0

Some lines has been deleted from a file, and I'd like to know when and how it happened.

But: no faulty commit to be found. Really strange.

Here is git log, that shows (as last changes) the commit when the lines were added:

$ git log --follow -p -- src/QsGeneralBundle/Repository/EmployeeRepository.php 
commit 80dc439aba2bf38ed7e95888dd21c1ba0f8960ce
Author: Benoit <benoit.guchet@gmail.Com>
Date:   Tue Jul 16 18:31:38 2019 +0200

    Opti Doctrine #814

diff --git a/src/QsGeneralBundle/Repository/EmployeeRepository.php b/src/QsGeneralBundle/Repository/EmployeeRepository.php
index 7dfc2f963..a3e916690 100644
--- a/src/QsGeneralBundle/Repository/EmployeeRepository.php
+++ b/src/QsGeneralBundle/Repository/EmployeeRepository.php
@@ -10,12 +10,15 @@ namespace QsGeneralBundle\Repository;
  */
 class EmployeeRepository extends BaseRepository
 {
-       public function findAllQb() {
-               $qb = $this->createQueryBuilder('e')
+    public function findAllQb() {
+        $qb = $this->createQueryBuilder('e')
             ->innerJoin('e.Account', 'a')
-                       ->orderBy('a.firstname', 'ASC')
-                       ->addOrderBy('a.lastname', 'ASC')
-            ->andWhere('a.isEnabled = TRUE');
+            ->leftJoin('a.SpecificRole', 'r')
+            ->leftJoin('a.Contractor', 'c')
+            ->orderBy('a.firstname', 'ASC')
+            ->addOrderBy('a.lastname', 'ASC')
+            ->andWhere('a.isEnabled = TRUE')
+            ->select('e, a, r, c');

                return $qb;
        }

Now here is the current content of the file:

<?php

namespace QsGeneralBundle\Repository;

/**
 * Created by IntelliJ IDEA.
 * User: Benoît Guchet
 * Date: 16/11/2016
 * Time: 13:26
 */
class EmployeeRepository extends BaseRepository
{
    public function findAllQb() {
        $qb = $this->createQueryBuilder('e')
            ->innerJoin('e.Account', 'a')
            ->orderBy('a.firstname', 'ASC')
            ->addOrderBy('a.lastname', 'ASC')
            ->andWhere('a.isEnabled = TRUE');

        return $qb;
    }
}

Which has no local changes as shown by git status:

$ git status src/QsGeneralBundle/Repository/EmployeeRepository.php 
On branch master
Your branch is ahead of 'origin/master' by 11 commits.
  (use "git push" to publish your local commits)
nothing to commit, working tree clean

Any piece of mind about this mystery?

EylM
  • 5,196
  • 2
  • 13
  • 24
theredled
  • 910
  • 8
  • 19

1 Answers1

1

Assuming src/QsGeneralBundle/Repository/EmployeeRepository.php has never been renamed (or not in the range of commits that will be displayed), you can omit the --follow and add, instead, --full-history and -m.
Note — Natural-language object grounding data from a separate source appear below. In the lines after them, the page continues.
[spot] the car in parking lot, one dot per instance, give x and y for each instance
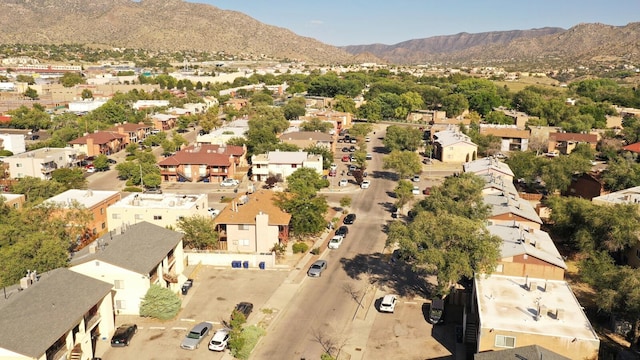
(335, 242)
(342, 231)
(195, 336)
(123, 335)
(229, 182)
(388, 303)
(317, 268)
(244, 308)
(219, 340)
(349, 219)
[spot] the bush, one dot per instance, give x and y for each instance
(300, 247)
(160, 303)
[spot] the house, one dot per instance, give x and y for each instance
(630, 196)
(509, 207)
(59, 314)
(452, 146)
(163, 210)
(131, 261)
(489, 165)
(100, 142)
(566, 142)
(304, 139)
(527, 251)
(134, 132)
(13, 201)
(511, 138)
(522, 352)
(253, 223)
(207, 163)
(95, 201)
(516, 311)
(283, 164)
(12, 142)
(42, 162)
(586, 186)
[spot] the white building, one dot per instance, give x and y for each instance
(283, 163)
(158, 209)
(13, 142)
(41, 163)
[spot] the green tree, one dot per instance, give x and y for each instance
(403, 138)
(405, 163)
(199, 232)
(160, 303)
(70, 178)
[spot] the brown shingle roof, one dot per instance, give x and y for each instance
(260, 201)
(100, 137)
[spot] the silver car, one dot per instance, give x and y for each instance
(317, 268)
(195, 336)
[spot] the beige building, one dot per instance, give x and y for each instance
(158, 209)
(519, 311)
(59, 314)
(41, 163)
(143, 255)
(252, 223)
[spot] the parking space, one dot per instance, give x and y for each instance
(212, 298)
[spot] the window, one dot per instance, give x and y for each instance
(505, 341)
(118, 284)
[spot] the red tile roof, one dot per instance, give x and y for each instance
(100, 137)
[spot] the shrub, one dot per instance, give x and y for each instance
(160, 303)
(300, 247)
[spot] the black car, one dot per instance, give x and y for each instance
(342, 231)
(123, 335)
(349, 219)
(244, 308)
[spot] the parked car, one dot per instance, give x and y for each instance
(335, 242)
(219, 340)
(123, 335)
(388, 303)
(195, 336)
(342, 231)
(244, 308)
(317, 268)
(349, 219)
(229, 182)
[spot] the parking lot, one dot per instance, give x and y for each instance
(212, 298)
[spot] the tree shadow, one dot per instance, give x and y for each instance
(397, 276)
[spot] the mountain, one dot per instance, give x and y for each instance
(155, 25)
(583, 42)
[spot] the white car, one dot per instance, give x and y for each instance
(229, 182)
(388, 303)
(335, 242)
(219, 340)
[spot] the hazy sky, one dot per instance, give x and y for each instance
(359, 22)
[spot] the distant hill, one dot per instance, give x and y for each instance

There are two problems here:

  • First, the change you are looking for probably occurred during a merge. Without -m (or some other arguments that also aren't the default), git log ignores all changes committed during a merge.

  • Second, when you specify a file name such as src/QsGeneralBundle/Repository/EmployeeRepository.php (with or without --follow), Git turns on History Simplification. When history simplification is on, Git simply doesn't bother to look at some commits. In particular it won't follow the leg of a merge that (incorectly—but see footnote) doesn't take a change that you think the merge should take.

Hence by forcing the history simplification to keep all commits (--full-history) and forcing git log to show merge commits as two git diffs, you should be able to find where the commit you want was (incorrectly) dropped.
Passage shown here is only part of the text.